The young woman bent over the flower garden reaching for more dried blossoms to deadhead from the red geranium bush.  There were pink and dark pink and red bushes.  They were lush.  Their dark green leaves filled in and pushed the flowers up and together.  The leaves were varied greens, soft and impossible not to stroke and pull.  Nasturtium grew prolific beneath the geraniums and covered the ground until they met grass.  The grass grew to the patio’s cement.  She stood up and took in the salty breeze while looking at the horizon, the blue and pink  horizon with the pier off to one side and moored boats bobbing with the sway of the water.  It was afternoon light and a summer’s heat was turning cool as a blue porsche pulled up in front of the trailer that belonged to the girl’s mother.

A tall, handsome man stepped out of the porsche, walked around the front of the car and up the step, “My name is Tom.  I am Gary’s friend.”  Gary worked around the trailer park which everyone called-the cove.  Garry lived in a trailer with his wife and two kids.  They were in their early twenties.  “Oh sure, I know Gary, the young woman said.”  He had helped her mom with repairs on the trailer a few times.  “I am Candy.”

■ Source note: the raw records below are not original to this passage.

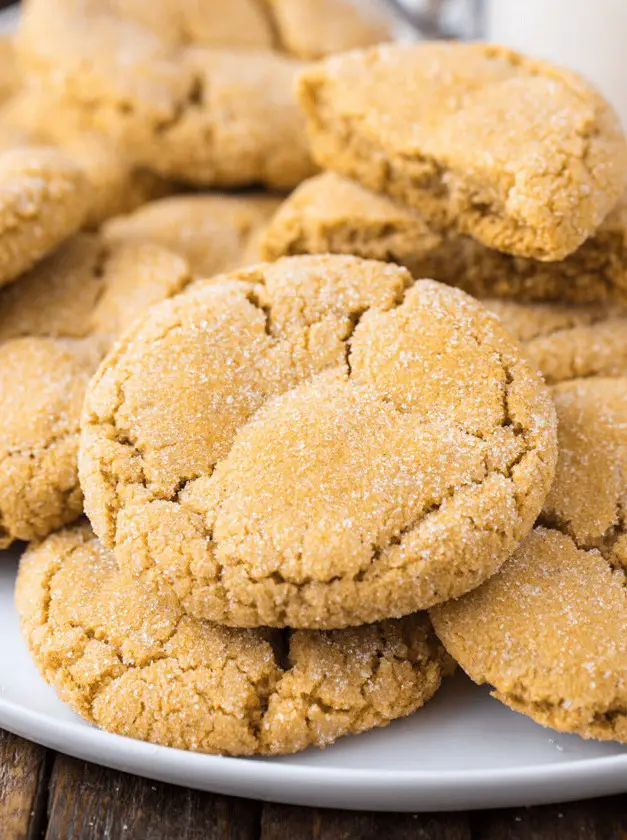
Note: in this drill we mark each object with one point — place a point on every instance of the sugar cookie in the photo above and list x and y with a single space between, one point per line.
316 443
125 656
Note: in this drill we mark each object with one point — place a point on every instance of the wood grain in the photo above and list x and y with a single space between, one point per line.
602 819
23 775
283 822
93 803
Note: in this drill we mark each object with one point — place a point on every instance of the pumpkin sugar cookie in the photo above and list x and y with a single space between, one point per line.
55 326
123 654
548 631
316 443
31 118
525 157
567 341
201 92
214 233
330 214
44 198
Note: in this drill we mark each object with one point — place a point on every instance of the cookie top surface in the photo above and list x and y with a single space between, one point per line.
55 326
525 157
330 214
568 341
547 632
44 199
198 92
316 443
124 655
214 233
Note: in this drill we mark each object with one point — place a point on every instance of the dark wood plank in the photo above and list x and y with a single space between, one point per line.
23 778
88 802
283 822
601 819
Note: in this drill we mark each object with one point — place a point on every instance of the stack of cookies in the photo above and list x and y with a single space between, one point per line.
312 478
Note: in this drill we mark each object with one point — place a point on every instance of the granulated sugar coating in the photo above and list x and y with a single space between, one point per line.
44 198
548 631
55 326
196 91
123 654
568 341
214 233
525 157
330 214
316 443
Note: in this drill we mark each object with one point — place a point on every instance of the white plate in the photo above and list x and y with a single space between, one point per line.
463 750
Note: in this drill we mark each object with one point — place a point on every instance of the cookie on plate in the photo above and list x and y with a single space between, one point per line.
56 323
213 232
547 632
330 214
117 185
125 656
197 92
525 157
567 341
44 199
317 443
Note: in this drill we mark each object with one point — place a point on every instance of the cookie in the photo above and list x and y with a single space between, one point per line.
214 233
117 184
125 656
55 326
547 632
44 198
525 157
316 443
567 341
197 92
10 76
330 214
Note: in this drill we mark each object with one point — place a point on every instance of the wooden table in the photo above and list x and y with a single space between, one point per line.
48 795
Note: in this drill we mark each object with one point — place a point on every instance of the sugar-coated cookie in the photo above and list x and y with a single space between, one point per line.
125 656
524 156
198 92
568 341
316 443
213 232
44 199
548 631
55 325
331 214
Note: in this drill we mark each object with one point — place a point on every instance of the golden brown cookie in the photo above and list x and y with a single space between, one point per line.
330 214
525 157
117 185
10 76
316 443
548 631
567 341
213 232
125 656
200 92
55 326
44 198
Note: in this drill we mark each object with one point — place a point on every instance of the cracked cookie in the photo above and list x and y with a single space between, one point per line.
316 443
330 214
55 326
124 655
525 157
197 92
568 341
214 233
548 631
44 198
117 185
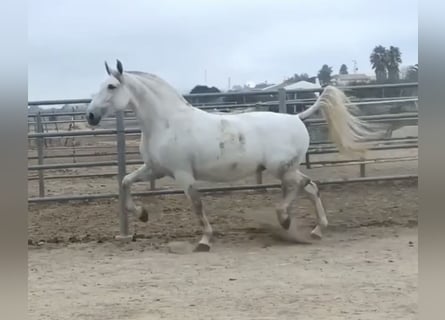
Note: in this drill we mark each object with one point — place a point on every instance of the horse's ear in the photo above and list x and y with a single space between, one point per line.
119 66
107 68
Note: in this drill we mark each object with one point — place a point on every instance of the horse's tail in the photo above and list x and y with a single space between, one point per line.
347 131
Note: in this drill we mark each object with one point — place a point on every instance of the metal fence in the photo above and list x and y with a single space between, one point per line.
120 132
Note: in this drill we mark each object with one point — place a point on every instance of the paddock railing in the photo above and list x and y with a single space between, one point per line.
122 150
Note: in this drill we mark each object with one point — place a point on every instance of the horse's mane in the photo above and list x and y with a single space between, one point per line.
161 81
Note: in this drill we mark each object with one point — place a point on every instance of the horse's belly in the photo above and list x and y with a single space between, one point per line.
224 171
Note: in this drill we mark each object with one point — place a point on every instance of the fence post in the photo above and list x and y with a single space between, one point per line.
362 169
282 108
121 174
40 155
259 177
308 160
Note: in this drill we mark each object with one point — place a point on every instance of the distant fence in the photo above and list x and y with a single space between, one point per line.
283 100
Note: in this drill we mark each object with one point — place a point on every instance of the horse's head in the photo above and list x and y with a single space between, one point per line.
112 96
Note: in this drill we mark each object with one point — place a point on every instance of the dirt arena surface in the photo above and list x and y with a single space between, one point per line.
364 268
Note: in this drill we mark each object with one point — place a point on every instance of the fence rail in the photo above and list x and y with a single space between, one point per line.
316 147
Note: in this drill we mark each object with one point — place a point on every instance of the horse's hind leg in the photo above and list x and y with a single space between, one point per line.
289 187
312 191
143 173
192 193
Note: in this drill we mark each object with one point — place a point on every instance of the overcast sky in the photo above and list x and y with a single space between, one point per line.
181 41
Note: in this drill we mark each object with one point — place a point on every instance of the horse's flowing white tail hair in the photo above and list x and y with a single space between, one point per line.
349 133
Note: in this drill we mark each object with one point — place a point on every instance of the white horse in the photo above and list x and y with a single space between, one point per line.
189 144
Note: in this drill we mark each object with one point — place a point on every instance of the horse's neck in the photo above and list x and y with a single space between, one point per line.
154 107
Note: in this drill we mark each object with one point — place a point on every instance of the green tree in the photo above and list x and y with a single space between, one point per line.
325 75
413 73
393 60
378 62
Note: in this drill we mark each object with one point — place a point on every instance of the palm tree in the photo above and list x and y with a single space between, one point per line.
393 59
324 75
413 73
378 61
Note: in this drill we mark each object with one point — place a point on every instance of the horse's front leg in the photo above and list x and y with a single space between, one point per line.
143 173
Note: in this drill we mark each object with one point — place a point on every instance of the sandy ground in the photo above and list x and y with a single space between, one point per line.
365 267
368 273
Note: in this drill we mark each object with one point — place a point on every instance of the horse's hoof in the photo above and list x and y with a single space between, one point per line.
144 215
201 247
316 233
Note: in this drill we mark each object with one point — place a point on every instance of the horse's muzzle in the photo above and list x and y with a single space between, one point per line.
92 119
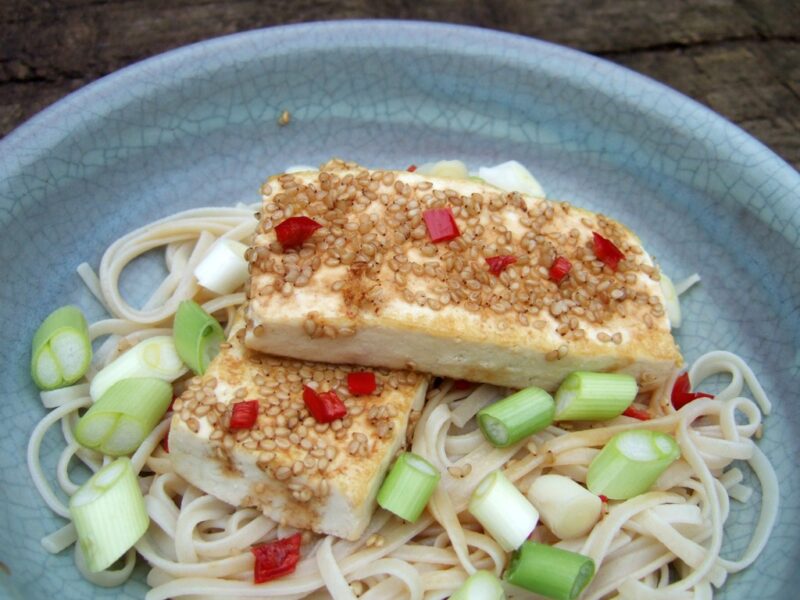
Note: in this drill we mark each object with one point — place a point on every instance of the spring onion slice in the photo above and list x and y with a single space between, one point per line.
481 585
408 486
512 177
503 511
585 396
567 508
452 169
153 357
521 414
61 349
109 514
197 336
124 416
671 301
630 463
549 571
224 268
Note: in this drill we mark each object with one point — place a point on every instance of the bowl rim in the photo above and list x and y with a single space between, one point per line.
55 121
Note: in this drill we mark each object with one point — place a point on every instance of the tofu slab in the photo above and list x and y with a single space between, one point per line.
321 477
369 287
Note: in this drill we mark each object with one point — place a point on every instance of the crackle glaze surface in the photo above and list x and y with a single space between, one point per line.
198 126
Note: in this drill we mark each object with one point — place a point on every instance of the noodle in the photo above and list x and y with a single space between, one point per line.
199 547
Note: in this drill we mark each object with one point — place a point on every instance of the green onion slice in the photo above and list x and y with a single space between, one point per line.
522 414
109 514
408 486
585 396
503 511
481 585
153 357
197 336
549 571
61 349
630 463
124 416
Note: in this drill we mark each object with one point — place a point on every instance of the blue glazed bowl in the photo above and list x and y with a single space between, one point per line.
198 126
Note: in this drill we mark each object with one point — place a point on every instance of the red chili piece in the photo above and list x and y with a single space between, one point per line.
636 413
606 251
361 383
292 232
682 394
441 224
325 407
276 559
244 414
560 269
498 264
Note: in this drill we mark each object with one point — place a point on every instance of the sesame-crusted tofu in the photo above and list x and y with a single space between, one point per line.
304 474
371 287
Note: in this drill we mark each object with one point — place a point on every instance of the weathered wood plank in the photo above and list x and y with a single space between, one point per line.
741 58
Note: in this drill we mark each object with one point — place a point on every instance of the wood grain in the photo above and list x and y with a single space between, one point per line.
741 58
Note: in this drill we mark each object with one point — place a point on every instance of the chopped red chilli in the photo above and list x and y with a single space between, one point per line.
244 414
637 413
560 269
325 407
606 251
498 264
441 224
682 394
462 384
276 559
361 383
293 231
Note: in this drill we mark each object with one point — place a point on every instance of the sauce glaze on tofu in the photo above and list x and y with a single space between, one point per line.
370 286
304 474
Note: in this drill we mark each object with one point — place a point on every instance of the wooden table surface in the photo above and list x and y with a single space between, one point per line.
741 58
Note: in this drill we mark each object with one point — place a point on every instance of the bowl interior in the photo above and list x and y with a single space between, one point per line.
199 127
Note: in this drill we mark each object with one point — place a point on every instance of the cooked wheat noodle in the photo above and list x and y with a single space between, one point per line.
199 547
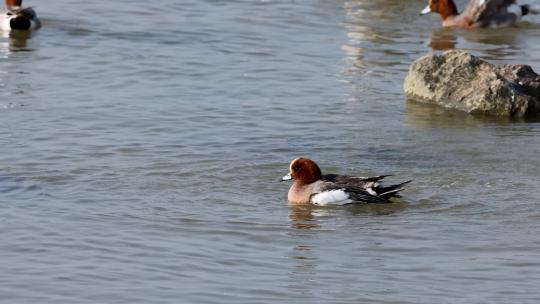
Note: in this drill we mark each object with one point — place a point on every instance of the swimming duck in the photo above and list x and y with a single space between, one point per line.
479 13
16 17
311 187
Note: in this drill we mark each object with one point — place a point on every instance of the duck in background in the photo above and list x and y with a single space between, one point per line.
311 187
16 17
479 13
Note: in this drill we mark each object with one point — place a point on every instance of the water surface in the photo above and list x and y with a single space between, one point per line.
141 147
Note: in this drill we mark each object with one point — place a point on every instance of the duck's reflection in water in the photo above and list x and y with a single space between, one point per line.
13 42
308 224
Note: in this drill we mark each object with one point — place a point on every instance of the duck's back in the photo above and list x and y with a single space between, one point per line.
484 13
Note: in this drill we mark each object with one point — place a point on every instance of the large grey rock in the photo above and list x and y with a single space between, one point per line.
458 80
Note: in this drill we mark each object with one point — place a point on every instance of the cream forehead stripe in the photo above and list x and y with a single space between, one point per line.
292 162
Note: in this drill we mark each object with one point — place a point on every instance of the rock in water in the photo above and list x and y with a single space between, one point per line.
458 80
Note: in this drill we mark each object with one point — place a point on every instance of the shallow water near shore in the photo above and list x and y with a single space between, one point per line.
141 147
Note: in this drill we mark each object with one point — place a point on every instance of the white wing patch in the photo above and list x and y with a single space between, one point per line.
515 9
333 197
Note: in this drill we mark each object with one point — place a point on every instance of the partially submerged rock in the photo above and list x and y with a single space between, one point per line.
458 80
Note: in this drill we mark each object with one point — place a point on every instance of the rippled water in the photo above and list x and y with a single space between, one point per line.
141 145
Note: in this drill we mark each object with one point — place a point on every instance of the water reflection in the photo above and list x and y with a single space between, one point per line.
481 39
14 41
429 115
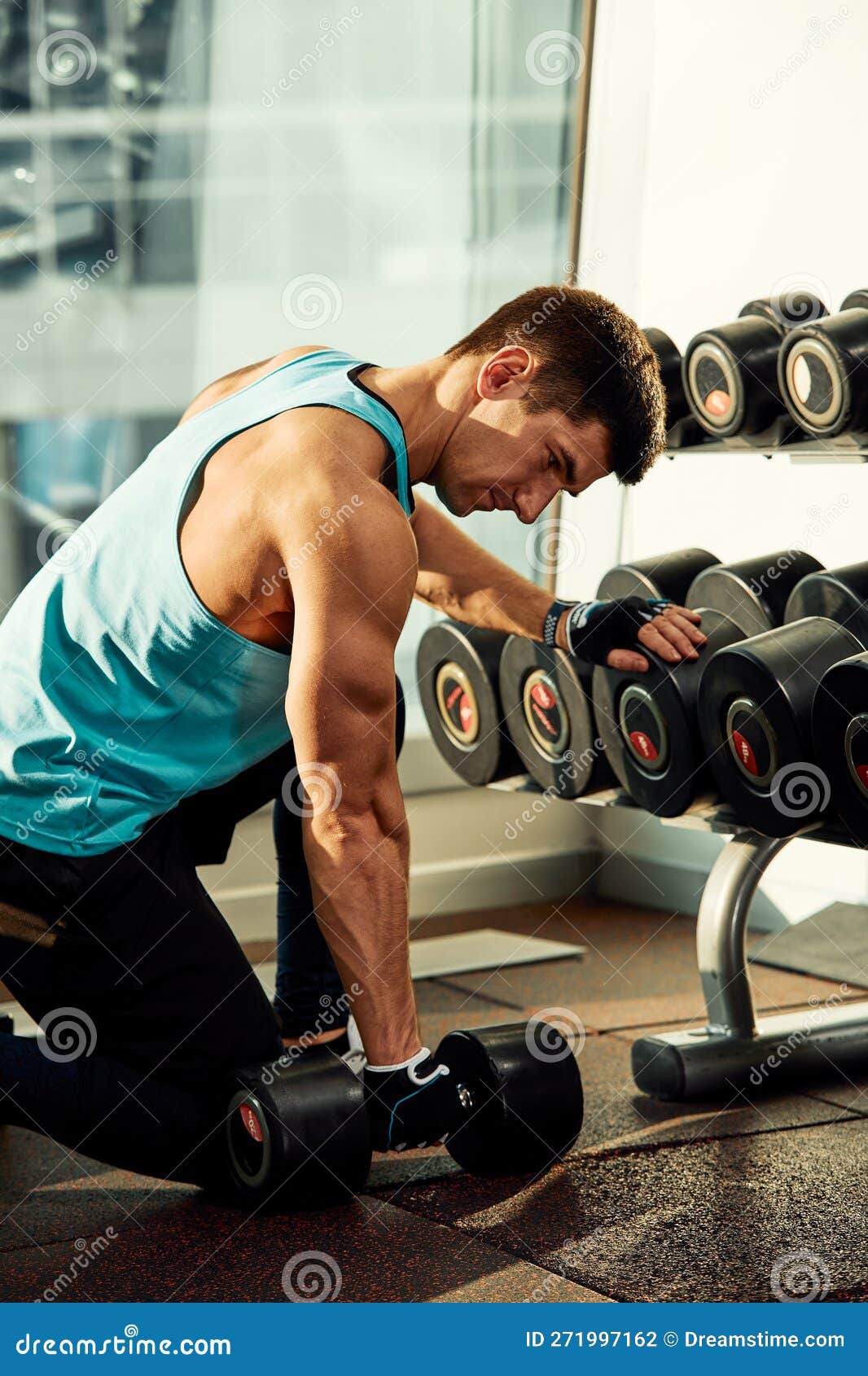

“Well, I wondered if you’d like to go to a movie? I am actually a projectionist in a movie theater in Santa Monica-but I have the night off and a good movie is playing tonight, I think that you would enjoy seeing it.”  “Sure,” she answered.  Her heart was racing.  This would be her first date.  She had turned 15 last week and that was the magic age to be allowed to-go out.  “Well, I will be back for you about 6-o.k.?”

Six came and she and her mother were waiting inside.  Her mother had a pot of hot coffee on and was moving around the kitchen, a little woman in a little kitchen.  Candy was sitting at the bar between the kitchen and living room.  “Do I look nervous?” she asked her mom.  “You look great, honey.”  She was wearing her new jeans with a purple velour top and expensive sandals.  It wasn’t an extremely warm evening but still not cold.  She looked beautiful because she was young, she was untouched and she had the innocent trust and happiness of a young person just beginning to be aware of her attraction to the opposite sex.  There came a knock on the door and Tom came in and made pleasentries with the mother.  He shared information about his family, his sisters. His mother had passed away two years before and his father left, in a divorce.  “If you will give me your driver’s license please, I will jot down information about you.Candy’s mom requested.  He reached in his wallet and  handed the license to the mother.  Candy began to feel odd.  She hadn’t seen this coming.  Both Tom and her mother looked at her with smiles on their faces.  So, with business taken care of, the couple left the trailer on their date, her first date. It was a pleasant date and they planned for another soon.

The following day her mother told her that she didn’t want her to go out with boys her own age.  That she was afraid that her daughter would be with a gang of drunken kids on Highway 101 and get in a fatal accident.  Someone could get killed and likely it would be her.  She thought this over.  There were no teenagers living in the cove only a younger boy and an older one that was away in the service, overseas.  The valley kids came over in the summer and on Holidays but it was like they existed in separate castes.  So Candy gave this new rule no more thought.

“And Candy,” her mother added, “if you become pregnant, don’t be afraid, just come home and we will take care of it.”  (Many mothers in this culture and in this era-the sixties- were putting their girls on birth control.)  But this mother was older and torn about what to do.

Tom and Candy dated over a period of two years.  Tom would marry and divorce another woman during this time.  Candy would date many men until she would marry at twenty and stay married for twenty years, raising children until the divorce.

At age 83 Candy died napping under a warm California sun, slightly inebriated.